Настроение среди сезов было довольно спокойное. Все держались невозмутимо, недоверчиво, скупились на изъявления солидарности. Часть касты уже покинула Хиддензее, в направлении на юг, как говорили. Больше почти ничего не рассказывали, словно опасаясь нарушить некое табу, нанести тяжкую обиду, какую испытывают любящие, когда их отношения вдруг угасают. Сообщения о новых событиях, которые у «Виолы» ежечасно имели определенное значение и стояли в новостях уже на втором или на третьем месте, почти не обсуждались, и поначалу Эд решил, что это обычная мера предосторожности.

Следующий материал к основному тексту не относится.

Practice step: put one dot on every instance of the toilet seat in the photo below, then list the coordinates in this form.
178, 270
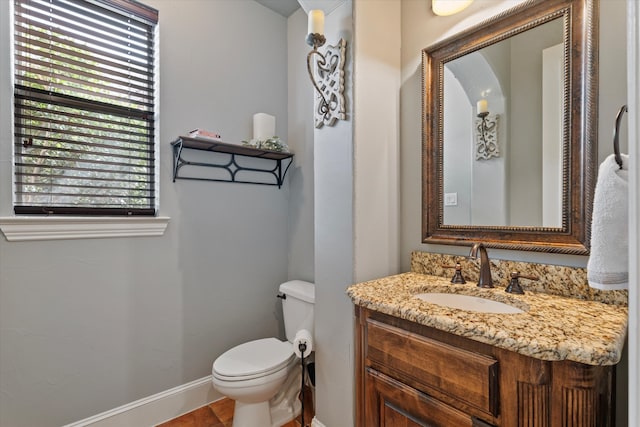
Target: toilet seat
253, 359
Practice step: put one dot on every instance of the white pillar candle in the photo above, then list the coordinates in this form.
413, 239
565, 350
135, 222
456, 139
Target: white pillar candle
482, 106
316, 22
264, 126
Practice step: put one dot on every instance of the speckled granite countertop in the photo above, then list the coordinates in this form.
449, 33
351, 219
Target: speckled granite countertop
552, 328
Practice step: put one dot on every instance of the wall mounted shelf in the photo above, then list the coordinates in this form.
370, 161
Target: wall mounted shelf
275, 174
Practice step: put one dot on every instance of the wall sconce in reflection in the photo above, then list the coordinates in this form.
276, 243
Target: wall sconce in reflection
327, 76
486, 132
449, 7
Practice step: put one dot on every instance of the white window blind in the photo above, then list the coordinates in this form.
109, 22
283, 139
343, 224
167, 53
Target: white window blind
84, 107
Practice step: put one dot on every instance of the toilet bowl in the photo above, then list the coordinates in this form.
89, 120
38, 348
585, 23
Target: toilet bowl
263, 376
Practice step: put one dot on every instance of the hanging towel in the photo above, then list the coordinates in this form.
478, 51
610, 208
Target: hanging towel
608, 268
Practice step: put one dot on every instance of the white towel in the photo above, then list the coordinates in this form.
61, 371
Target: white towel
608, 266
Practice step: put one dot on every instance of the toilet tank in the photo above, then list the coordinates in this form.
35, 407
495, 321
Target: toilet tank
297, 306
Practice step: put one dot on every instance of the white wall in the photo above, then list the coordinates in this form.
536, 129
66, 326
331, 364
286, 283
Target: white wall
88, 325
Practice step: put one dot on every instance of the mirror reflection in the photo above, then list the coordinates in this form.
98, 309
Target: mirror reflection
509, 130
503, 114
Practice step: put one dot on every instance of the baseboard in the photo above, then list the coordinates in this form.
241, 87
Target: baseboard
316, 423
158, 408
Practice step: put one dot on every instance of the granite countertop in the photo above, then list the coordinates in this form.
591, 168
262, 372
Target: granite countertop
552, 327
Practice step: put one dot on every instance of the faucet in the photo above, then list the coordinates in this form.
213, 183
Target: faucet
484, 281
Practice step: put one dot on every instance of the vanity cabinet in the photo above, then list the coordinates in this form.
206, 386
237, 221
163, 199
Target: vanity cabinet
408, 374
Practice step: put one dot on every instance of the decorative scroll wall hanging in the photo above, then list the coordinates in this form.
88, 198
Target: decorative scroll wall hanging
487, 137
328, 80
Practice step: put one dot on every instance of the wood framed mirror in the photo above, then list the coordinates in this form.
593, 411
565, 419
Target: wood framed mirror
510, 130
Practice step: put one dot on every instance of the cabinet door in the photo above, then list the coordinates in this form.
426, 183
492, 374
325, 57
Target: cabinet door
390, 403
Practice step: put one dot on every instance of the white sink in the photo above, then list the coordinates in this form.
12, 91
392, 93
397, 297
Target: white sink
469, 303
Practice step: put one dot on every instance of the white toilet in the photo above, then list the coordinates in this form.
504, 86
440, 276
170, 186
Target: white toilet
263, 376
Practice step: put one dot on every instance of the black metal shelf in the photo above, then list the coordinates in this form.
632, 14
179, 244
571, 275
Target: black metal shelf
276, 158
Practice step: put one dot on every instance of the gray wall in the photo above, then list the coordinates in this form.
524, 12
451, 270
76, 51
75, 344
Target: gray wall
88, 325
334, 260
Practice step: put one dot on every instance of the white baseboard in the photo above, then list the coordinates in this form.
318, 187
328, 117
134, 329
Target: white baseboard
158, 408
316, 423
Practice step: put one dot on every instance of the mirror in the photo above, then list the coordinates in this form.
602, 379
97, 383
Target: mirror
509, 148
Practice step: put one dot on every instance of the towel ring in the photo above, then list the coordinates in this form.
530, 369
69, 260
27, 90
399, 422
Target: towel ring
616, 131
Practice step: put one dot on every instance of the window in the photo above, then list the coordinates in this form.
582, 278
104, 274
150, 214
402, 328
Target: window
84, 107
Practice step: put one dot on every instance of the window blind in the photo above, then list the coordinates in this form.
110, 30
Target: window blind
84, 107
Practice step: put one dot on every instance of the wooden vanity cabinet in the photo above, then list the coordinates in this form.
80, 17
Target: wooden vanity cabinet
408, 374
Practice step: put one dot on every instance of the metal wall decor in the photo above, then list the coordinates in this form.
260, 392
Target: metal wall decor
327, 78
487, 136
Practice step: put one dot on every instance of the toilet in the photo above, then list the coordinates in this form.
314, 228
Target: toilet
264, 376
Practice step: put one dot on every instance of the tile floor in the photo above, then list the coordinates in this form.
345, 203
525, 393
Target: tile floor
220, 414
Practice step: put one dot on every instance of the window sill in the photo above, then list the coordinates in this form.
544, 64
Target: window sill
30, 228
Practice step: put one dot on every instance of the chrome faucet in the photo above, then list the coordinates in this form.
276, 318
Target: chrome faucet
484, 281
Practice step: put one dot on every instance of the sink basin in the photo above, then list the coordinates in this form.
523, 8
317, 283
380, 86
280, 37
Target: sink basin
469, 303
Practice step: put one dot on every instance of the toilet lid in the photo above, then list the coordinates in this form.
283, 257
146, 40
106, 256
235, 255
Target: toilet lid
254, 358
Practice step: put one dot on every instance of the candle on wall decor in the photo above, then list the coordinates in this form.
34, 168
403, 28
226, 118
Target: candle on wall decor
482, 106
316, 22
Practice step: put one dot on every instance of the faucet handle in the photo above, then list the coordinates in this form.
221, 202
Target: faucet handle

Лишь постепенно он начал понимать, что в первую очередь дело шло о том, чтобы сохранить преимущество, целиком основанное на острове и островном, почти кровное чувство надежности и уверенности в себе, втайне связанное с островом: ты был островитянином и таковым останешься. Дело шло о защите этого редкостного, даже уникального анклава от соблазнов остального мира с его житейскими невзгодами, угрозами и приманками, со всей его претенциозностью, навязчивостью, беспредельным аппетитом на острова…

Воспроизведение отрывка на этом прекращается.